Iran Human Rights Monitor has published its report on human rights abuses in February 2021 and, as always, it makes for uncomfortable reading with a heavy focus on executions, arbitrary killings, torture, and a violent crackdown on dissent.
This will be a short overview, but a more extensive look is available here.
Executions
The Iranian regime executed at least 34 people last month, including a woman and four political prisoners.
Bizarrely, the woman who was due to be executed, actually died from a heart attack after watching other executions and the authorities still strung her lifeless body up in a noose, according to her lawyer. Zahra Esma’ili was only on death row because she took the blame for the murder of her abusive husband, who was a regime member, to save her teenage daughter from the noose.

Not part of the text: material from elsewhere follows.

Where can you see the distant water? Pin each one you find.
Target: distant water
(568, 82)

While the Arab Ahvazi political prisoners – Jasem Heidari, Ali Khosraji, Hossein Silavi, and Naser Khafajin – were executed just minutes after their final family visit following a hunger strike over their mistreatment by the regime and the denial of family visits.
Crackdown on Protests
Some 40 Baluch fuel traders were killed by the regime and 100 injured after the Islamic Revolutionary Guards Corps (IRGC) cracked down on a protest outside their base in Saravan, Sistan and Baluchistan.
The protest began after the IRGC closed the Iran-Pakistan border, leaving the traders unable to complete their job and short of food and water. Following the shootings, the regime shut off the internet to stop news from spreading, but this failed and protests continued for a week across the protest.
Amnesty International called for “urgent, independent criminal investigations” into the killings of unarmed people that demonstrated “a callous disregard for human life” by security forces.
Abuse of prisoners
- Behnam Mahjoubi, a member of the Gonabadi Dervish religious minority, died on February 21, mere days after being given a large amount of unknown drugs in Evin Prison infirmary because there was no doctor about. The peaceful protesters have been denied appropriate medical care since he got to prison and was subjected too much ill-treatment.
- Mehrdad Taleshi, a Kurdish man who was arrested on suspicion of carrying drugs, was killed under torture at the Shapour Police Station on February 1, with evidence on his head and neck showing torture and beatings.
- Hadi Rostami was flogged 60 times on February 14 for “disrupting prison order” over his suicide attempts and hunger strikes, and is still set to have his finger amputated.
- Fariborz Kalantari, an Iranian journalist, was sentenced to 74 lashes, as well as three years in prison and a fine, after being charged with “insulting” regime affiliate Mehdi Jahangiri by writing an article about his financial corruption.